Lawrence Hill spellbound readers with Someone Knows My Name (made into the television mini-series, The Book of Negroes), hailed as “transporting” (Entertainment Weekly) and “completely engrossing” (Washington Post). The Illegal is the gripping story of Keita Ali, a refugee—like the many in today’s headlines—compelled to leave his homeland.

All Keita has ever wanted to do is to run. Running means respect and wealth at home. His native Zantoroland, a fictionalized country whose tyrants are eerily familiar, turns out the fastest marathoners on earth. But after his journalist father is killed for his outspoken political views, Keita must flee to the wealthy nation of Freedom State—a country engaged in a crackdown on all undocumented people.

There, Keita becomes a part of the new underground. He learns what it means to live as an illegal: surfacing to earn cash prizes by running local races and assessing whether the people he meets will be kind or turn him in. As the authorities seek to arrest Keita, he strives to elude capture and ransom his sister, who has been kidnapped.

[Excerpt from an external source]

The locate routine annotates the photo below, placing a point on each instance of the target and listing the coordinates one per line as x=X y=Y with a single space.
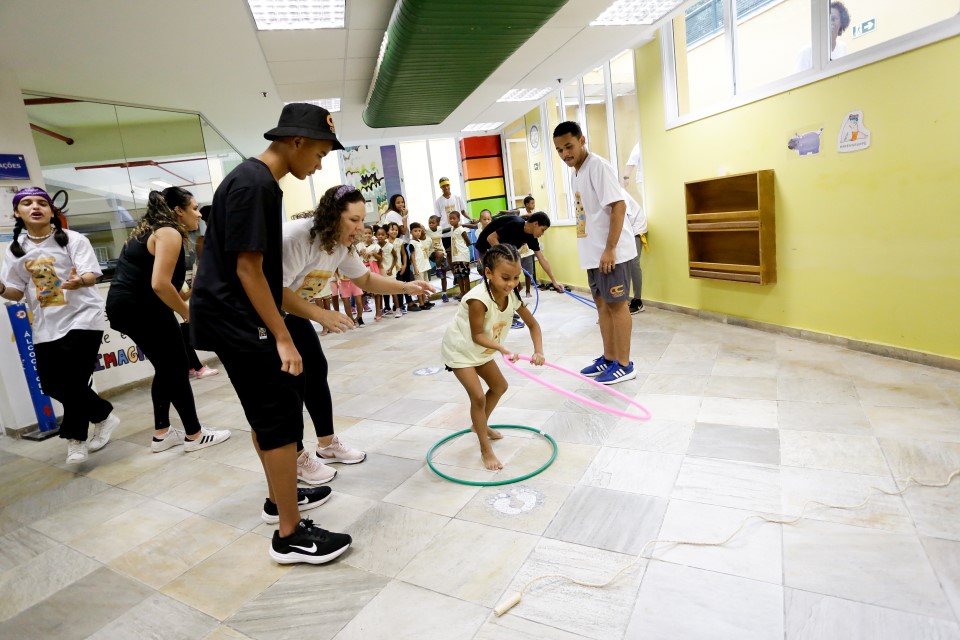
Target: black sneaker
x=309 y=544
x=306 y=499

Set in an imagined country bearing a striking resemblance to our own, this tension-filled novel casts its eye on race, human potential, and what it means to belong.

About the Author

Lawrence Hill is the author of several novels including Someone Knows My Name, which won the Commonwealth Writers’ Prize and the Rogers Writers’ Trust Fiction Prize and was nominated in the United States for the Huston Wright Legacy Award. In 2015 Hill was appointed to the Order of Canada “for his contributions as an author and activist who tells the stories of Canada’s black community and of women and girls in Africa.” A graduate of the Writing Seminars at The Johns Hopkins University in Baltimore, he lives in Ontario, Canada.

Praise for The Illegal: A Novel

Hill eerily captures a tale that could be ripped from the headlines. The engrossing narrative focuses on the journey of Keita Ali . . . we feel his pain and walk in his shoes.
— Patrik Henry Bass - Essence

A twisting, intricately woven yarn that spins itself out at an incredible pace. . . . Hill takes on the snarled, pressing issues of our moment in time. . . . His larger moral questions linger, provocatively.
— Carrie Snyder - Globe and Mail

[A] remarkably prescient . . . gripping political thriller. . . . The reader will be left with lingering—and troubling—questions about how wealth and privilege is built by those are excluded from its fruits.
— Elizabeth Hoover - Dallas Morning News

A sharp-edged, fresh and relevant take on immigration politics.
— Kerri Miller - MPR News

Hill has masterfully portrayed the voices lost in our contemporary discussions of immigration. This is a compelling and thought-provoking examination of the challenges any nation faces when we fail to serve as our brother's and sister's keepers across borders, nationality, and race. A must-read.
— Heidi W. Durrow, New York Times best-selling author of The Girl Who Fell From the Sky

Lawrence Hill manages that rare feat—a political thriller that never loses its heart. Keita’s story will entrance you, enrage you, and finally make you want to reach right through the page and hug him. With skill and grace, Hill reminds us of our interconnectedness with displaced people around the world. This is a book about the liberating power of compassion. Don’t miss it.
— Dolen Perkins-Valdez, best-selling author of Wench and Balm

[A] taut political thriller. . . . Hill’s intricate, propulsive plot includes corruption, murder, and mayhem, and readers will be rushing to its fulfilling resolution.
— Publishers Weekly

[Hill] has outdone himself. . . . His characters are authentic, and each is indispensable. . . . [The Illegal has] a captivating structure that allows the story to converge flawlessly and a rich, imaginative history.